How to use Google Webmaster Tools to check the dark underbelly of your site architecture

Every so often, Google Webmaster Tools adds a new wrinkle that makes life measurably easier for SEO leadership at large organizations. Index Status is one of those wrinkles.

This nifty little feature – which was released this past summer but has gotten relatively little fanfare considering the profound insights and leverage it can provide – does two things that I find crucial:

  1. It helps quickly diagnose very serious issues with duplicate and/or non-canonical URLs that could be wasting your daily allotment of crawl budget while simultaneously confusing the hell out of search engine crawlers.
  2. It provides a very intuitive data visualization that can be used to tell a very compelling story to cross-functional stakeholders, which in turn, can lead to the site and server-level implementation to overcome duplicate and canonical issues.

Now there are a few things to keep in mind that will help ensure that you get the most value possible out of this feature.
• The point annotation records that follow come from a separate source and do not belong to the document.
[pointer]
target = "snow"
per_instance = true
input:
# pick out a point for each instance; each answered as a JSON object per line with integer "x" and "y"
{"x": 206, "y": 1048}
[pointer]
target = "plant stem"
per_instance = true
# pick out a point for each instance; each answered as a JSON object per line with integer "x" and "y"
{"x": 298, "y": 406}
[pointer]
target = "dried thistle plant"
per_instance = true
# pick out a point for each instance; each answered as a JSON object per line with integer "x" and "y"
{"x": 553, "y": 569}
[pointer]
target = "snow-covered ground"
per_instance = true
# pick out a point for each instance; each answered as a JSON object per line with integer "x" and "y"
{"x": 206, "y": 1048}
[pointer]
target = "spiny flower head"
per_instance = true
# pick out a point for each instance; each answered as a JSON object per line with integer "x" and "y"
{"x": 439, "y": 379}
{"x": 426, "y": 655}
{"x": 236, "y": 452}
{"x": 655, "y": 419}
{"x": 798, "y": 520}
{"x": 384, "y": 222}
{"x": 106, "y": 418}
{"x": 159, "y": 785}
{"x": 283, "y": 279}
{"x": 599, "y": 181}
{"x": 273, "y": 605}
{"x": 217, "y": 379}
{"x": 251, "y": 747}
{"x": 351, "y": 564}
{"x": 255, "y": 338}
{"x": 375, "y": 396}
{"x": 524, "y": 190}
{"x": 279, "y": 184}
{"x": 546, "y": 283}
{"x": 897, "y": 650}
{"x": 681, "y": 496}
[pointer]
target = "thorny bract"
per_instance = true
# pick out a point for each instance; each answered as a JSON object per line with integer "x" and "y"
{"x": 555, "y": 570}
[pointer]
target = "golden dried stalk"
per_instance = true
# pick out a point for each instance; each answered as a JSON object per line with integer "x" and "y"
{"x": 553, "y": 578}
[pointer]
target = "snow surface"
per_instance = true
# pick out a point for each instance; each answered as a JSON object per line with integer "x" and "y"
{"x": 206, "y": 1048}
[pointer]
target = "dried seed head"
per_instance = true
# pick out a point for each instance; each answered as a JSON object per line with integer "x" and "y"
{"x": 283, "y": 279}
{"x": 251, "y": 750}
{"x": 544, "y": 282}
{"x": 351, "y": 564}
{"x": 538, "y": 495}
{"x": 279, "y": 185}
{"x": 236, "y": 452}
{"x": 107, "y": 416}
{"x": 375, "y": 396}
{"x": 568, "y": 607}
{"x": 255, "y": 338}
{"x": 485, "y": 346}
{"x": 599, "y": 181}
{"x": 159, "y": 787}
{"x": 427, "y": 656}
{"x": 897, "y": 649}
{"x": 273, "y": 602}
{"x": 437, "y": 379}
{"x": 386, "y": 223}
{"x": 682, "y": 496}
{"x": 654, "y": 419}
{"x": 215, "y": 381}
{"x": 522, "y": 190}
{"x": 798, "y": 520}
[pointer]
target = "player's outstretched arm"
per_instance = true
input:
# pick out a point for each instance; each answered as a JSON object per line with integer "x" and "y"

For starters, in order to get to the really interesting data you need to click on the “Advanced” tab. That’s how you can gain access to “Not Selected” data, which essentially refers to URLs that have been crawled by Google but not indexed because of duplicate content issues or because of server-side redirects that are in place (and other issues as well). This is an important piece of data because it can give you a fairly accurate sense for whether or not you have major issues with rogue – often auto-generated – URLs.

In my experience, it’s normal to see a fairly high ratio of “Not Selected” to “Indexed” pages. In other words, more often than not, you’ll have a significant portion of your site’s URLs not selected for Google’s index particularly if you’ve had to implement a lot of server-side redirects (which is often the case for enterprise-caliber websites). However, if you have a ridiculous ratio of “Not Selected” to “Indexed” URLs or if you have a ridiculous overall number of “Not Selected” URLs (I’ve seen instances of sites with tens of millions of “Not Selected” URLs) or if the graph shows a major spike in either the ratio or absolute number of “Not Selected” URLs than it’s likely time to invest some significant resources into really opening up the hood to understand why, how, and how often Google is finding all of these URLs and why they are choosing to exclude them from the index.

Fact of the matter is that this Google Webmaster Tools feature won’t dive into granular details (e.g. provide the actual URLs being labeled as “Not Selected”, etc.) so you will need to employ advanced server log file analysis techniques like the one in the article I linked to above as well as other data-driven operations in order to figure out what URLs are being excluded, why they’re being excluded, how they’re being generated in the first place, and what you can do to remedy the situation in a scalable and technically feasible manner.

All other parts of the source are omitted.